Les fonds ont été débloqués le 30 septembre 2023.
Par acte sous signature privée en date du 14 décembre 2023, Oney Bank a cédé à Hoist Finance AB la créance détenue à l’encontre de X se disant Mme [N] [O].
Après plusieurs mensualités impayées, par lettre recommandée avec avis de réception en date du 15 avril 2025, Hoist Finance AB a mis en demeure X se disant Mme [N] [O] de s’acquitter de ses obligations.

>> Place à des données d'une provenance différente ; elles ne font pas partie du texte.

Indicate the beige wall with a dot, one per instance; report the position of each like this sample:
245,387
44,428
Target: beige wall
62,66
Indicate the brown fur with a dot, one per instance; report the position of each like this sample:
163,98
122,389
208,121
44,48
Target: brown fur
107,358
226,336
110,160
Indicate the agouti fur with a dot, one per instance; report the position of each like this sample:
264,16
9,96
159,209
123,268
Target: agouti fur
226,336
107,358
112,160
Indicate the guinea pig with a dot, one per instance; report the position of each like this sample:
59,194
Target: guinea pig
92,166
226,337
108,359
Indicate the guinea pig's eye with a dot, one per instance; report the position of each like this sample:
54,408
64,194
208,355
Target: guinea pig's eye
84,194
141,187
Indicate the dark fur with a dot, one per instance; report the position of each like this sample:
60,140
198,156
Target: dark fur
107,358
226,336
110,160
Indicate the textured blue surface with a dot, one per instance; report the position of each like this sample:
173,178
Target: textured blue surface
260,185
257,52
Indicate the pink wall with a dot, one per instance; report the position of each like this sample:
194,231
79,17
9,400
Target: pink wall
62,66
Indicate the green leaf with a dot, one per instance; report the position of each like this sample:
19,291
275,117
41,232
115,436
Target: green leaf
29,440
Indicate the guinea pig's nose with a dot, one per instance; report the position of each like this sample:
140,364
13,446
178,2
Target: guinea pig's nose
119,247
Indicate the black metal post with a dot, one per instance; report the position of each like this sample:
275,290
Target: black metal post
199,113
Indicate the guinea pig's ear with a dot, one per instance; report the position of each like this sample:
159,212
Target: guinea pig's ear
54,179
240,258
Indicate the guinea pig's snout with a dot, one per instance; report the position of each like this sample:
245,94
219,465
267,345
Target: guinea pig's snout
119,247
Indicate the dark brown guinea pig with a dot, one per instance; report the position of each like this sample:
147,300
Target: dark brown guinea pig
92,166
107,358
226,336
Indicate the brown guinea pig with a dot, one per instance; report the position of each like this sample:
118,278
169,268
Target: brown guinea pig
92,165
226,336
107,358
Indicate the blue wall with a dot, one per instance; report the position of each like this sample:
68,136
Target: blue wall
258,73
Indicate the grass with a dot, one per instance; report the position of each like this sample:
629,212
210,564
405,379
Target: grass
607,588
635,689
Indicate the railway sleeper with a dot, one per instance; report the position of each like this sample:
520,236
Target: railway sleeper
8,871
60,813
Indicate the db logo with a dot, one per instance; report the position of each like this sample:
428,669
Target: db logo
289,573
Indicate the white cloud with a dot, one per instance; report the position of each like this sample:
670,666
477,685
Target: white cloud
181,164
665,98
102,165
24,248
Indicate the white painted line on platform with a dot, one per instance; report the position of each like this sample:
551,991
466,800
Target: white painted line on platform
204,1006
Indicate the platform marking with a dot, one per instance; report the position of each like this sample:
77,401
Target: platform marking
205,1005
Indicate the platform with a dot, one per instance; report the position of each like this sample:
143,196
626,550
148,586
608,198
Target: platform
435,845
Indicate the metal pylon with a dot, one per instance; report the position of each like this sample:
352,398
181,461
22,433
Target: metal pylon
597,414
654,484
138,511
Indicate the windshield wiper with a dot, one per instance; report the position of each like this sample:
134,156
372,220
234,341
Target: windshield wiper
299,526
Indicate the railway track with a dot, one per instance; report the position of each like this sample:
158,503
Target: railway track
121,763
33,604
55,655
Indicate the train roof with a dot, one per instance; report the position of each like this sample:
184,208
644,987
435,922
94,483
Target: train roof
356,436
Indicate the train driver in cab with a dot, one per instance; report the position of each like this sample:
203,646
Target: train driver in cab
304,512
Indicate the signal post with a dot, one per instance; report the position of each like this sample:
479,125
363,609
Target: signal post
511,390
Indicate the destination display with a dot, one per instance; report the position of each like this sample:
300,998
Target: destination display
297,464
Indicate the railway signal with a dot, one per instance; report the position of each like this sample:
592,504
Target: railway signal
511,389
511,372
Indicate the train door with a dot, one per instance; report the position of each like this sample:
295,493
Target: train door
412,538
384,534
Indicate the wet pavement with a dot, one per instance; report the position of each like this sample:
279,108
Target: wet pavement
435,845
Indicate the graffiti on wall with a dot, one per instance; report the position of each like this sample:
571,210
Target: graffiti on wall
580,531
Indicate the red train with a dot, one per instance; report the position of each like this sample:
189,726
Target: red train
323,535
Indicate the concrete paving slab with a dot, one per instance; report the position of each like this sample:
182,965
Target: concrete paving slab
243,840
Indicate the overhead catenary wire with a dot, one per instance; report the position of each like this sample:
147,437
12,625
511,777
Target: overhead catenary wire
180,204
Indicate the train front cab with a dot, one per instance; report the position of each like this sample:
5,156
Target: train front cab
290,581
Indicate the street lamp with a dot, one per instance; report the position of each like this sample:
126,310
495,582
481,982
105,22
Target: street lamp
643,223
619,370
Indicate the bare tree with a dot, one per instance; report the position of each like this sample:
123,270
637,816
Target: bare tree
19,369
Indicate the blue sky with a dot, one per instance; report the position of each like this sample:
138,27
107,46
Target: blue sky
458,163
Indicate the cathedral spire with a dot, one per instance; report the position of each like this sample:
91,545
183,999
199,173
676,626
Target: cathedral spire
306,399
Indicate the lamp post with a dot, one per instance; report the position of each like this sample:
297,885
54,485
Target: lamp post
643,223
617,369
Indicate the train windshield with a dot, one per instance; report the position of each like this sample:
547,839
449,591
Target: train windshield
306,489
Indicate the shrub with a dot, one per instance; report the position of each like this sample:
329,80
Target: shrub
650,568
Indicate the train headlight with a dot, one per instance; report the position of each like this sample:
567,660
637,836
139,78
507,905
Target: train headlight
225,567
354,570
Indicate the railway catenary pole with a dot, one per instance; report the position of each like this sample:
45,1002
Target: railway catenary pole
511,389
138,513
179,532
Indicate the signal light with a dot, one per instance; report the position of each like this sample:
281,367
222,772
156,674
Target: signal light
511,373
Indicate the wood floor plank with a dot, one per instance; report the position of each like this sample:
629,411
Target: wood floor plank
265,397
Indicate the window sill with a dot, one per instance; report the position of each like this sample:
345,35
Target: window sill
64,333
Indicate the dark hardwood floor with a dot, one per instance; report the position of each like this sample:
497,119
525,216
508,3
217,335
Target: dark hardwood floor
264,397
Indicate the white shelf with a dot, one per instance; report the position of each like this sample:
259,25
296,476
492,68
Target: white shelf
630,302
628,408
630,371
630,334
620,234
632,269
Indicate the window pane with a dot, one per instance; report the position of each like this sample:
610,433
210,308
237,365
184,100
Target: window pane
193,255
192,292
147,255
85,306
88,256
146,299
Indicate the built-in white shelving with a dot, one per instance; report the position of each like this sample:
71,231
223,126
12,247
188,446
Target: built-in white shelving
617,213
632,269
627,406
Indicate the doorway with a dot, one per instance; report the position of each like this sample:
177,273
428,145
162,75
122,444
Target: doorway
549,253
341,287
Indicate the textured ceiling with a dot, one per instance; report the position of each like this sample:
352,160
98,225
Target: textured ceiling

Faute de réponse, la déchéance du terme du contrat a été prononcée le 5 juin 2025.
Par exploit de commissaire de justice délivré le 18 septembre 2025, Hoist Finance AB a assigné Mme [N] [O] à l’audience du juge des contentieux de la protection de la chambre des contentieux de proximité du Tribunal judiciaire de Bobigny du 5 janvier 2026 afin d’obtenir, principalement, la condamnation du débiteur au paiement des sommes dues.
Hoist Finance AB, comparante, représentée, soutient oralement le contenu de son assignation et demande au juge des contentieux de la protection de la chambre des contentieux de proximité du Tribunal judiciaire de Bobigny de :
à titre principal :
constater que la déchéance du terme est acquise au 5 juin 2025 ;
condamner Mme [N] [O] au paiement d’une somme de 3 105,50 €, assortie des intérêts au taux contractuel à compter du 5 juin 2025, et à titre subsidiaire, à compter de l’assignation ;
ordonner la capitalisation des intérêts ;
à défaut :
prononcer la résiliation judiciaire du contrat de crédit ;
condamner Mme [N] [O] au paiement d’une somme de 3 105,50 €, assortie des intérêts au taux légal à compter du jugement à intervenir ;
en tout état de cause, Mme [N] [O] au paiement :
d’une somme de 3 105,50 €, assortie des intérêts au taux contractuel à compter du 5 juin 2025 ;
d’une somme de 800,00 € au titre de l’article 700 du code de procédure civile ;
des entiers dépens de la présente procédure.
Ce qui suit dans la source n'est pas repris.